As Jason Albanese, co-founder and CEO of Centric Digital, wrote this week, the use of augmented reality (AR) in Pokémon Go is already having several profound influences on business paradigms. The wildfire-like spread of this game has opened C-level executives’ eyes to the possibilities in both gaming apps and augmented or virtual reality apps:

“As gamers continue to enjoy this new type of gameplay, the demand for better AR technology will increase — and corporations will eventually find ways to mimic the game’s functionality to boost sales. Or, better yet, savvy companies will create their own AR games and apps based on Pokémon Go principles.”

In other words, the silly game that has people chasing imaginary virtual-reality creatures through actual-reality plazas and parks is proof that AR technology is ripe for reaching masses of customers — for companies that are agile enough to adapt quickly.

Already, and even though Pokémon Go maker Niantic has not open-sourced its code, coders by the thousands are working to crack its API or intercept server data to capitalize on the game’s popularity.

It’s easy to see the game’s marketing possibilities for retail establishments. As Al Roberts wrote over at ClickZ:

“Local businesses that are home to PokéStop can more aggressively court players thanks to an in-app purchasable Lure Module which ‘attracts Pokémon to a PokéStop for 30 minutes.’ Combined with Pokémon GO-specific messaging and promotions, that could prove to be a valuable tool for increasing Pokémon GO foot traffic and turning it into revenue.

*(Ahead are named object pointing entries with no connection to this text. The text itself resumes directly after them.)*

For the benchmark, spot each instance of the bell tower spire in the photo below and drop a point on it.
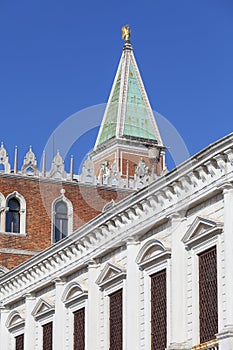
(128, 129)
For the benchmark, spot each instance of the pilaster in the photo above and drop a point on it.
(59, 316)
(225, 336)
(132, 297)
(92, 331)
(29, 333)
(4, 334)
(177, 327)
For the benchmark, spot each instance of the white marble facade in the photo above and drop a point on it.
(163, 226)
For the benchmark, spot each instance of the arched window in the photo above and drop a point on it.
(60, 229)
(13, 216)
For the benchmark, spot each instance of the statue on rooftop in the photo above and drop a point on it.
(126, 33)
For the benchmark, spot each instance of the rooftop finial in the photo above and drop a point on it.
(126, 33)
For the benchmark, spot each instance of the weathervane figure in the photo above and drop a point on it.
(126, 33)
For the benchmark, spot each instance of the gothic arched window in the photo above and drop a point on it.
(60, 229)
(13, 216)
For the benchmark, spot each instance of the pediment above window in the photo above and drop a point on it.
(110, 275)
(74, 294)
(15, 321)
(43, 309)
(152, 253)
(200, 230)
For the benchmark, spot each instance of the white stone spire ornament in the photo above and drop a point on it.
(16, 160)
(43, 171)
(58, 169)
(71, 168)
(30, 164)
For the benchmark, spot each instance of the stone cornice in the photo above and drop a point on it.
(132, 217)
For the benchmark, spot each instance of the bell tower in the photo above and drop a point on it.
(128, 133)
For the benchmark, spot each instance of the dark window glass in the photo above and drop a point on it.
(60, 221)
(79, 329)
(208, 295)
(48, 336)
(158, 311)
(115, 320)
(19, 342)
(13, 216)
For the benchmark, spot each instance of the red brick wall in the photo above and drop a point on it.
(87, 201)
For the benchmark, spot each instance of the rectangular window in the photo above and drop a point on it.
(79, 329)
(208, 295)
(19, 342)
(48, 336)
(115, 320)
(158, 311)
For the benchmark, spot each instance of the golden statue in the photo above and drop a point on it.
(126, 33)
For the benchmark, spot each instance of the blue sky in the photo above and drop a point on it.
(58, 57)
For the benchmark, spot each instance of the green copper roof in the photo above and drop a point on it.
(128, 113)
(137, 119)
(110, 123)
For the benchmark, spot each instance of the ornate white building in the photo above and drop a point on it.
(152, 272)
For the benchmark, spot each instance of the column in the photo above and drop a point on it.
(29, 333)
(177, 327)
(131, 299)
(59, 316)
(4, 334)
(92, 338)
(225, 336)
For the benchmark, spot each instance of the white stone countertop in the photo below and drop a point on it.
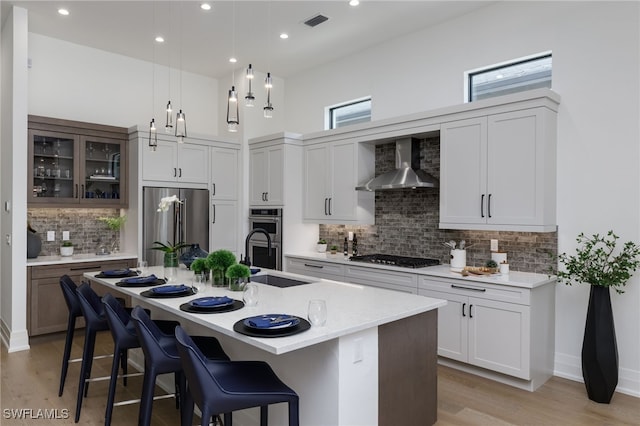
(78, 258)
(514, 278)
(350, 307)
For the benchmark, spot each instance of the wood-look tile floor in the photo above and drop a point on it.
(30, 381)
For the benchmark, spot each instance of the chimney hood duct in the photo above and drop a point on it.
(407, 173)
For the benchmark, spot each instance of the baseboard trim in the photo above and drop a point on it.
(14, 341)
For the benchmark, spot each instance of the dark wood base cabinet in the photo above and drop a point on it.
(46, 309)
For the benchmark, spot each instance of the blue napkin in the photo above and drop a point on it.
(116, 272)
(140, 280)
(272, 321)
(171, 289)
(210, 302)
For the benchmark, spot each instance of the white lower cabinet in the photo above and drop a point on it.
(492, 326)
(315, 268)
(406, 282)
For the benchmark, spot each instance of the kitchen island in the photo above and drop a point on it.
(374, 362)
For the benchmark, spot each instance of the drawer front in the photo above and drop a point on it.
(521, 296)
(315, 268)
(380, 278)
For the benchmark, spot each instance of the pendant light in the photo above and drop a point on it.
(268, 83)
(249, 100)
(268, 108)
(233, 114)
(181, 120)
(168, 127)
(233, 120)
(153, 135)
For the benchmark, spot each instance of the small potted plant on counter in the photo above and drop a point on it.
(238, 275)
(66, 249)
(218, 262)
(199, 267)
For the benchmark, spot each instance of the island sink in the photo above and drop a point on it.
(277, 281)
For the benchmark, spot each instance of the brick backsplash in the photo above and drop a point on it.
(85, 230)
(407, 225)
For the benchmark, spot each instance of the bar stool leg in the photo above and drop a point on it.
(71, 326)
(85, 370)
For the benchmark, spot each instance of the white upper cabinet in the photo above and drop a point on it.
(497, 172)
(331, 173)
(275, 171)
(173, 162)
(267, 176)
(225, 173)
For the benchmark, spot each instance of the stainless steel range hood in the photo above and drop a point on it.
(407, 173)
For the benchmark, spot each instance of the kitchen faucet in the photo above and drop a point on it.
(247, 259)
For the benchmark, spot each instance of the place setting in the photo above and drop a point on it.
(212, 305)
(140, 281)
(117, 273)
(169, 291)
(281, 325)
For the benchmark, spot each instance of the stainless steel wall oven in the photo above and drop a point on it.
(271, 221)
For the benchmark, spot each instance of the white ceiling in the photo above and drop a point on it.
(209, 38)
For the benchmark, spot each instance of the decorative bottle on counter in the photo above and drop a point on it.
(354, 245)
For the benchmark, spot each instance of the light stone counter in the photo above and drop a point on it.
(374, 362)
(78, 258)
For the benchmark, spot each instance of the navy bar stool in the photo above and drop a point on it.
(226, 386)
(161, 356)
(124, 337)
(71, 299)
(95, 321)
(69, 291)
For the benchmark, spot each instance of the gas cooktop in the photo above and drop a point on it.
(403, 261)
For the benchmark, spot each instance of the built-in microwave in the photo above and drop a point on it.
(270, 220)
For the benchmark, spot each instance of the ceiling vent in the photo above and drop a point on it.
(316, 20)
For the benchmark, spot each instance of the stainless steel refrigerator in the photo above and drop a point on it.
(186, 222)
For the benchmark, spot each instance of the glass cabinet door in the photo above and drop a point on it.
(101, 170)
(53, 167)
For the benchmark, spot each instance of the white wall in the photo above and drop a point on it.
(596, 57)
(13, 219)
(76, 82)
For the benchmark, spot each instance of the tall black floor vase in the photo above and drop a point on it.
(599, 347)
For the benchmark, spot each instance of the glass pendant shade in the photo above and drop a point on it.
(168, 127)
(268, 108)
(249, 99)
(181, 126)
(153, 135)
(233, 116)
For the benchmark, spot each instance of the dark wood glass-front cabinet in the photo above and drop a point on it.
(76, 164)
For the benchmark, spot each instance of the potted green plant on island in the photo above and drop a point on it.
(218, 262)
(66, 249)
(600, 264)
(199, 266)
(115, 224)
(238, 275)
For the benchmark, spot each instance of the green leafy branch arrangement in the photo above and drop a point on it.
(595, 262)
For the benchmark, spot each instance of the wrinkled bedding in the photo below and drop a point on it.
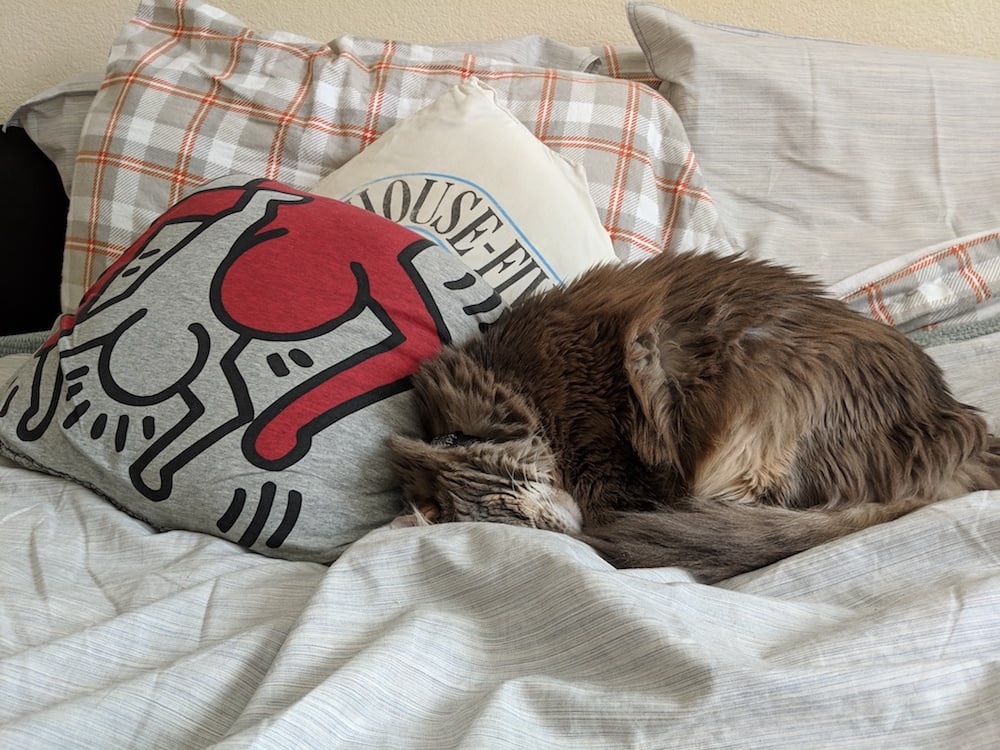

“For local businesses that aren’t PokéStops, capitalizing on the game could be more difficult, but Pokémon GO’s commercial opportunities almost certainly won’t be lost on Nintendo and in the future, it’s possible that the company will seek to build offerings around Pokémon GO that allow local businesses to pay to become Gyms and PokéStops.”

It doesn’t take much imagination to think that, in the near future, businesses that hope to benefit from this sensation will need to make their apps compatible with Niantic software.

More broadly, as Apple’s Tim Cook suggested this week, it’s possible that augmented reality is the next big content platform for reaching consumers. “Regardless,” he said. “It will be huge.”

Now that the technology is here, the only question seems to be which companies will be prepared to make the leap, which are dexterous enough to adapt — and which have iterative processes and livelike simulation environments set up that allow them to develop, test and deploy across parallel development teams.

That’s why, strangely, Pokémon Go is another great argument for Service Virtualization, which speeds development of software and enables higher quality, all while driving down costs. Better, cheaper, faster.

As always in the constantly evolving world of enterprise technology, the quick will claim the spoils. Are you ready?